2) Students who have less must be given more – In order to level the playing field, children with the greatest needs must be provided the necessary resources, support, and time in order to close the achievement gap.
3) All students learn; as educators we must understand how they learn – A variety of instructional strategies and assessments is essential.
4) Students who are behind must work harder, longer, and under conditions that offer the possibility of success.
5) We must know our students well – Education is a relationship business.
6) Data must drive our decisions – Students work – outcomes – must determine the agenda for teacher work. We must document evidence of learning.
7) The culture of the school must be conducive to teaching and learning – schools must be safe.
8) Stay focused on the goal of student achievement – With a tough economy, it is easy to lose our focus on what is most important. School leaders cannot allow this to happen.
9) Form partnerships between home, school, and community. We must work together.
10) Celebrate success – Demonstrate support, appreciation, and respect for all students, faculty, and staff.”

Dr. Roy “Cole” Pugh-
On his application, Pugh listed is current employer as the Eagle Mountain-Saginaw Independent School District (ISD) in Ft. Worth, Texas, where he serves as Superintendent at a salary of $195,000.

Pugh has held the position at Eagle Mountain-Saginaw since 2006. Prior to that time and since 1983, Pugh has served as Superintendent at six other Texas school district. In all but one of those positions, Pugh said he moved to take a position in a larger school district. Pugh’s career in education began in 1973 where he taught school, coached and served as Principal in other Texas communities.

Pugh earned an Ed.D. in Administration & Supervision from the University of Houston in 1988, a M.Ed. in Physical Education and Education from Stephen F. Austin State University in 1973 and, also from the same university, a B.S. in Health & Physical Education in 1972. Pugh has published several papers on curriculum management and budgeting and has been a presenter at more than two dozen regional, state and national conferences.

Responding on why he wants to come to the Fayette County School System, Pugh said, “I have studied the Fayette County Public Schools vacancy announcement and find it to be an excellent school system. Fayette County would be an excellent place to live and work and for our children to attend school. My knowledge, skills, and experiences meet the characteristics that the Board of Education is seeking.”

Stating his education philosophy, Pugh said, “The board and superintendent must function as the leadership team to provide the vision, direction and support necessary for a successful school system.
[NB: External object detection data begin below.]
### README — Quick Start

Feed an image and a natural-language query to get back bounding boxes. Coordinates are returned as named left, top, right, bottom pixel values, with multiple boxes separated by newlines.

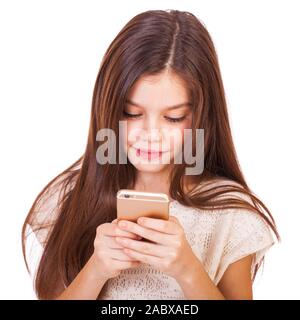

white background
left=0, top=0, right=300, bottom=299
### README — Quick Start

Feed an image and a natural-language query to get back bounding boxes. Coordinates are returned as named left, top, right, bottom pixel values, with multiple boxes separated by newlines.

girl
left=22, top=10, right=280, bottom=299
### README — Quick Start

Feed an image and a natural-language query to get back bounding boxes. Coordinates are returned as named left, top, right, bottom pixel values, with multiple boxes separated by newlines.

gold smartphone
left=117, top=189, right=170, bottom=222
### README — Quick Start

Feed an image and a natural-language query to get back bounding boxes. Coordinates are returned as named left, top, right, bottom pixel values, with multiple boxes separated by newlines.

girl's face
left=122, top=72, right=192, bottom=172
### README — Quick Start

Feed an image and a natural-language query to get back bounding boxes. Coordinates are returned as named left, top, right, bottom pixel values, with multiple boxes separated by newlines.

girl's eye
left=165, top=116, right=186, bottom=122
left=123, top=111, right=140, bottom=118
left=123, top=111, right=186, bottom=123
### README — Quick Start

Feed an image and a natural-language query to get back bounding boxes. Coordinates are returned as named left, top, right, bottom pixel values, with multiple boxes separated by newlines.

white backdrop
left=0, top=0, right=300, bottom=299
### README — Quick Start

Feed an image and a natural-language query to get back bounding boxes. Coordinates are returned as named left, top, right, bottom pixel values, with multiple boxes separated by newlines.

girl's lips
left=136, top=149, right=163, bottom=159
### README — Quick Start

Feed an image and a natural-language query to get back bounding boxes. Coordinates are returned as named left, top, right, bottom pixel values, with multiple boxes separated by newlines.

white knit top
left=27, top=179, right=275, bottom=300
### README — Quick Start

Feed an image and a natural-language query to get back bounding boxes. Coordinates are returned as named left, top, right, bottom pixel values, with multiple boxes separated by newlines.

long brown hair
left=22, top=10, right=280, bottom=299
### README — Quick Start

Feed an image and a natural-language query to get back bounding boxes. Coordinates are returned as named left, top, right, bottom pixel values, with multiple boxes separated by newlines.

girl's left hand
left=116, top=216, right=200, bottom=280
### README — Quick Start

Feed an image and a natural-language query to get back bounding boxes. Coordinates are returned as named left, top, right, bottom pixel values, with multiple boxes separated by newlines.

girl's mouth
left=136, top=149, right=163, bottom=160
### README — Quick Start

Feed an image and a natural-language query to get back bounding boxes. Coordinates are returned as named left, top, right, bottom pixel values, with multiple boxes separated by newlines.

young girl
left=22, top=10, right=280, bottom=299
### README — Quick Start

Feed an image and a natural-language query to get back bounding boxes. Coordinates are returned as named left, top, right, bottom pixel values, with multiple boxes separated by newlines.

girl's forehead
left=126, top=75, right=190, bottom=109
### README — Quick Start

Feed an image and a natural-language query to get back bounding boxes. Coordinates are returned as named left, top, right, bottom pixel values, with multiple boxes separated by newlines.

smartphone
left=117, top=189, right=170, bottom=222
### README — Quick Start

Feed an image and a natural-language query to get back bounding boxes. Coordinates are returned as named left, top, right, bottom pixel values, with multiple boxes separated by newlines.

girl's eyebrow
left=126, top=99, right=192, bottom=110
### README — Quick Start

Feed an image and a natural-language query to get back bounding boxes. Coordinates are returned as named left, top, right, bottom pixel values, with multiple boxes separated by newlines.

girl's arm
left=55, top=254, right=108, bottom=300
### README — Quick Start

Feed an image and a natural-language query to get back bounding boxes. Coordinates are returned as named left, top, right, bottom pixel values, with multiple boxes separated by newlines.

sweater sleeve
left=215, top=210, right=275, bottom=283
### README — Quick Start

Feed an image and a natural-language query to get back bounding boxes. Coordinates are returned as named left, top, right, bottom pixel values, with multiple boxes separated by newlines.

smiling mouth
left=136, top=149, right=166, bottom=159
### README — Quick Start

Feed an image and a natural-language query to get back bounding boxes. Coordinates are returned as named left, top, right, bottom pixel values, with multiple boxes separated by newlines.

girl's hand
left=116, top=216, right=200, bottom=279
left=91, top=219, right=141, bottom=279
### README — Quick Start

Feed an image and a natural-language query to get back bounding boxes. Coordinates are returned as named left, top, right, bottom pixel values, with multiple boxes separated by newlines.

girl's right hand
left=91, top=219, right=141, bottom=279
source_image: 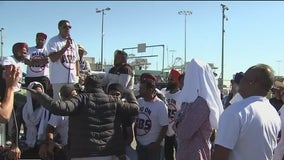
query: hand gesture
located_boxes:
[148,142,160,154]
[3,65,20,88]
[8,146,21,160]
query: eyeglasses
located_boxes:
[62,26,72,29]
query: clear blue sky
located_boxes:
[0,1,284,80]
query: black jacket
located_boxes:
[37,88,138,158]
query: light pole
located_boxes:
[0,28,4,60]
[96,7,110,71]
[276,60,282,77]
[220,4,229,93]
[178,10,192,70]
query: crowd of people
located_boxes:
[0,20,284,160]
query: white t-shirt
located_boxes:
[47,35,79,84]
[165,91,180,136]
[26,46,49,77]
[135,98,169,145]
[48,114,69,145]
[2,56,25,92]
[273,105,284,160]
[230,92,243,104]
[215,96,281,160]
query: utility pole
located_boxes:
[220,4,229,93]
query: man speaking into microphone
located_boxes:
[47,20,79,99]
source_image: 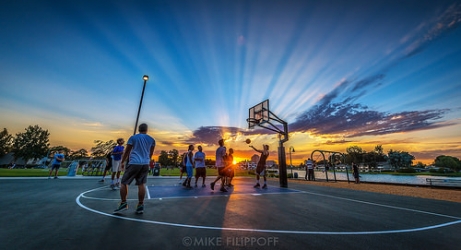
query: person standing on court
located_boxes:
[250,144,269,188]
[183,145,194,188]
[210,139,227,192]
[99,146,115,183]
[352,162,360,184]
[225,148,234,187]
[306,158,315,181]
[114,123,155,214]
[48,150,64,179]
[194,146,206,187]
[110,138,125,190]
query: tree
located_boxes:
[375,145,384,155]
[49,146,71,157]
[387,149,415,169]
[346,146,364,163]
[158,149,179,166]
[414,161,426,168]
[434,155,461,172]
[69,148,88,159]
[0,128,13,157]
[12,125,50,163]
[91,140,117,158]
[158,150,169,166]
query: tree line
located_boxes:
[0,125,461,172]
[0,125,117,163]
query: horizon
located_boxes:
[0,0,461,165]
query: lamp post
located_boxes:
[133,75,149,135]
[290,146,295,179]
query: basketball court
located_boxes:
[0,100,461,250]
[0,177,461,249]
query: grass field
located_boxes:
[0,168,254,177]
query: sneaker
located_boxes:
[114,202,128,213]
[136,204,144,214]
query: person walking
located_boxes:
[225,148,234,187]
[182,145,194,189]
[250,144,269,188]
[352,162,360,184]
[99,149,115,183]
[110,138,125,190]
[179,152,187,184]
[306,158,315,181]
[114,123,155,214]
[194,146,206,187]
[48,150,64,179]
[210,139,227,192]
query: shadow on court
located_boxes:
[0,177,461,249]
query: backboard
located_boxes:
[247,99,269,129]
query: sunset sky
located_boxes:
[0,0,461,164]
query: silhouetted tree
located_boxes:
[434,155,461,172]
[0,128,14,157]
[91,140,117,158]
[12,125,50,162]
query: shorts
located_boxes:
[226,168,234,178]
[122,164,149,185]
[195,167,206,178]
[104,160,112,171]
[186,166,194,178]
[112,160,122,173]
[51,164,61,170]
[256,166,266,175]
[218,167,227,176]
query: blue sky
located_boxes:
[0,0,461,163]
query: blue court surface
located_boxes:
[0,177,461,250]
[147,181,300,199]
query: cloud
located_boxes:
[403,4,461,57]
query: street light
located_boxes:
[133,75,149,135]
[290,146,295,178]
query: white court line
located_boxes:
[75,188,461,235]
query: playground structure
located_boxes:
[311,149,350,182]
[67,160,106,176]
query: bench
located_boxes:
[426,178,461,187]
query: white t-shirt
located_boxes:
[216,146,226,168]
[194,151,205,168]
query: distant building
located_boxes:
[251,154,259,164]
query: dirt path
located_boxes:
[296,180,461,203]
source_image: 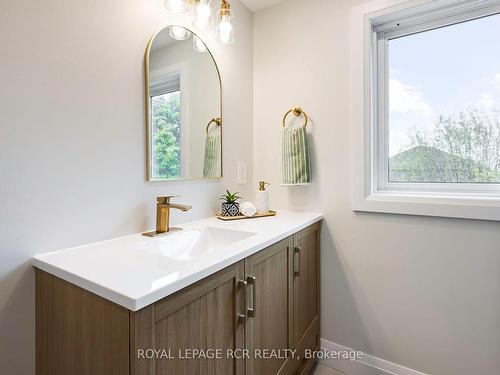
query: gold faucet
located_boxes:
[142,195,192,237]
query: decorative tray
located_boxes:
[217,210,276,221]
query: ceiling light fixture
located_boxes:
[217,0,234,45]
[165,0,234,45]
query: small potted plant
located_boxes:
[221,190,241,216]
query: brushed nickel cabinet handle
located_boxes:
[237,280,247,324]
[293,246,302,276]
[247,276,257,318]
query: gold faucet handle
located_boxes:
[156,195,180,204]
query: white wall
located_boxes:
[0,0,253,375]
[254,0,500,375]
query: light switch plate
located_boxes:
[238,161,247,185]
Comprehensive planning should be used to focus resources on priorities. Two-way communication with district stakeholders is a vital component, along with family and community involvement.”
“There should be a focus on the academic performance of students. Educators must ensure that students perform well on state and national accountability measures. This calls for a quality written curriculum, effective teaching practices, formative and summative assessments, and data analysis. We must go beyond that level of accomplishment to prepare students to function as effective citizens, live personally satisfying live, and contribute to and improve society.”
“It is important to provide a comprehensive program for students, including academic and extra-curricular activities in a safe environment.”
“Skilled employees should be provided with resources such as facilities, technology, and professional development. Most employees do the best job that they can every day, based on their current level of knowledge and skill. It is the responsibility of the district to provide quality professional development opportunities,” Pugh said.

Board Chairman Terri Smith announced Tuesday that the new superintendent will be chosen at a future meeting of the school board.